For example, to process only books whose prices are above 10.00 from the sample books JSON above, the following spec can be used:
{
'expensive_books': {
'$on': 'books',
'$filter': ['price', greater_than, 10],
'book_title': ['title'],
'book_price': ['price']
}
}
with the predicate greater_than
defined as,
def greater_than(*args):
number = args[0]
other_number = args[1]
return number > other_number
While filtering can be applied to single JSON nodes, the application can be limited. Any JSON object filtered out, will appear as an empty JSON object in the resulting document.
There are situations when the resulting JSON need to contain fields and values outside the scope of the source JSON
document. In such cases, it's possible to define a post-processor that plugs-in a pre-defined dictionary-like or list
structure. However, JsonMapper
also provides support for including literals in the specification.

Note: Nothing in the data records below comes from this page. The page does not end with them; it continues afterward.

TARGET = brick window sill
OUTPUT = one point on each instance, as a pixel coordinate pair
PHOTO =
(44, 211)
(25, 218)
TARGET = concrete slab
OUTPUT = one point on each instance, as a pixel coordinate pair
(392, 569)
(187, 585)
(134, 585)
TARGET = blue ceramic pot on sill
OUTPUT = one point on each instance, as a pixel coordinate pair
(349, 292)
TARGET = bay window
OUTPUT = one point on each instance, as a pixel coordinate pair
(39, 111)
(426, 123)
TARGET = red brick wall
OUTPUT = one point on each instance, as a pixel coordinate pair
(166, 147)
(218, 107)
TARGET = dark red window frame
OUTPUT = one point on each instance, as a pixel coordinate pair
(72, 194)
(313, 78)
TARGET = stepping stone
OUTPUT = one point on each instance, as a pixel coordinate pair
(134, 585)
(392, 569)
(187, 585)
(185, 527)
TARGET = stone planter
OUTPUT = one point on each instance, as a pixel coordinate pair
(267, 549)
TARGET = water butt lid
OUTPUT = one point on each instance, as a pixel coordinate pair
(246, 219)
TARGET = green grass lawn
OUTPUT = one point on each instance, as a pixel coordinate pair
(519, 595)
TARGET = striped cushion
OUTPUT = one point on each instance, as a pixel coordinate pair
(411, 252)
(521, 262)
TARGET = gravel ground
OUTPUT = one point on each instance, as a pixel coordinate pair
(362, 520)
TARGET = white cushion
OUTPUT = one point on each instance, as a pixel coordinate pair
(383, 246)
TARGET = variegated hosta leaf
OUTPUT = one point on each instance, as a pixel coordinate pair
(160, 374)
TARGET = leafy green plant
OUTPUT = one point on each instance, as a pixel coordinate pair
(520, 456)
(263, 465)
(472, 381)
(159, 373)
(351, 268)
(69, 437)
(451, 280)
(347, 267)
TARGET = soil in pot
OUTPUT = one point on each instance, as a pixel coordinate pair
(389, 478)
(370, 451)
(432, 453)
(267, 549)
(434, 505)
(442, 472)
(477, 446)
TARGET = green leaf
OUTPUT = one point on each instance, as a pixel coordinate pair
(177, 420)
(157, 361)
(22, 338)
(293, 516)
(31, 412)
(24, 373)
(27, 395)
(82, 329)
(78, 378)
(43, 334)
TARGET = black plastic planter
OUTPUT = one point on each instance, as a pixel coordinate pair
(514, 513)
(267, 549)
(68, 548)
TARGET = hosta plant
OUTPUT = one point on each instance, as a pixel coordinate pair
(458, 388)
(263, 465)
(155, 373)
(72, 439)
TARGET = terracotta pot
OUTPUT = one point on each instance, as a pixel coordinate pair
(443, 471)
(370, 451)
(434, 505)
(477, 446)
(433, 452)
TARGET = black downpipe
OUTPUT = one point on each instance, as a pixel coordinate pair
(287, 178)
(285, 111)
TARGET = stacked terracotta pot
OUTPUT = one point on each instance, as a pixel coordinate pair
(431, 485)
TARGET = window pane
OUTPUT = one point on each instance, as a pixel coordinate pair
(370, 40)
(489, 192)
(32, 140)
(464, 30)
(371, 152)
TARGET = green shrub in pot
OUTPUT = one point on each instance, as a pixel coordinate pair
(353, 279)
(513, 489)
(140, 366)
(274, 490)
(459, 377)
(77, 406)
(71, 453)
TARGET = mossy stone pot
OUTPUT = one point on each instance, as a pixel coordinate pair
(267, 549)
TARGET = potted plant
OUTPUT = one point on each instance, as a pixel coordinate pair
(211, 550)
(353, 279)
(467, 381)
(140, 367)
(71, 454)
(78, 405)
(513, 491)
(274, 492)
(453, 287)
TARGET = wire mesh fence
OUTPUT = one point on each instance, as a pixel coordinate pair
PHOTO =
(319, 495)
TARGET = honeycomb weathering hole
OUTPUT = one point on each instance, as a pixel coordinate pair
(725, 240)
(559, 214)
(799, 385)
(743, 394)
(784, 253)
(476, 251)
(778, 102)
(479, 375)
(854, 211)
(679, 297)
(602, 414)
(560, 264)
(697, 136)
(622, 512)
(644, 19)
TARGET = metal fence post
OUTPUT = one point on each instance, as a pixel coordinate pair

As mentioned above, there are 2 types of node that can be used for adding predefined values into the specification,
which are object, and array. To specify a JSON object literal as field value in the resulting JSON document, the
$object
keyword is used with a dictionary-like structure:
<field_name>: ['$object', <object_value>]
For example:
'metadata': ['$object', {
'date_created': '2020-03-13',
'author': 'Jane Doe'
}]
For collections or list of JSON objects, the '$array'
is used instead:
<field_name>: ['$array': <list>]
For example:
'authors': ['$array', [
{
'name': 'Peter Z',
'institution': 'Some University'
},
{
'name': 'Mary Q',
'institution': 'Some Research Institute'
}
]]
from json_converter.json_mapper import json_object, json_array
For convenience, the json_mapper
module makes available 2 helper methods that allow easy inclusion of JSON
predefined JSON nodes into the specification. These are json_object
for JSON objects, and json_array
for
JSON arrays. json_object
expects a dictionary-like structure as an input.
For example, the previous example can be expressed as the following:
'metadata': json_object({
'date_created': '2020-03-13',
'author': 'Jane Doe'
})
The json_array
method treats argument list as a list of JSON objects. For example:
'authors': json_array(
{
'name': 'Peter Z',
'institution': 'Some University'
},
{
'name': 'Mary Q',
'institution': 'Some Research Institute'
}
)
Note that any list literal provided within the json_array
method is treated as a single object. For instance, the
call json_array([{'object_id': 123}, {'object_id': 456}])
has one item in the resulting list of list.
The object inside the $array or $object spec can now have values which can be sourced from the source object if the third boolean parameter boolean (contains_spec
) is set to True
Given the following source object:
source_object = {
'name': 'Peter Z',
'institution': 'Some University',
'address': 'Some place'
}
Using the mapping:
from json_converter.json_mapper import JsonMapper
from json_converter.post_process import default_to
json_mapper = JsonMapper(source_object)
values = [
{
'key': ['', default_to, 'name'],
'value': ['name']
},
{
'key': ['', default_to, 'institution'],
'value': ['institution']
},
{
'key': ['', default_to, 'address'],
'value': ['address']
},
]
result = json_mapper.map({
'attributes': ['$array', values, True]
})
# result contains
{
'attributes':[
{
'key': 'name',
'value': 'Peter Z'
},
{
'key': 'institution',
'value': 'Some University'
},
{
'key': 'address',
'value': 'Some place'
}
]
}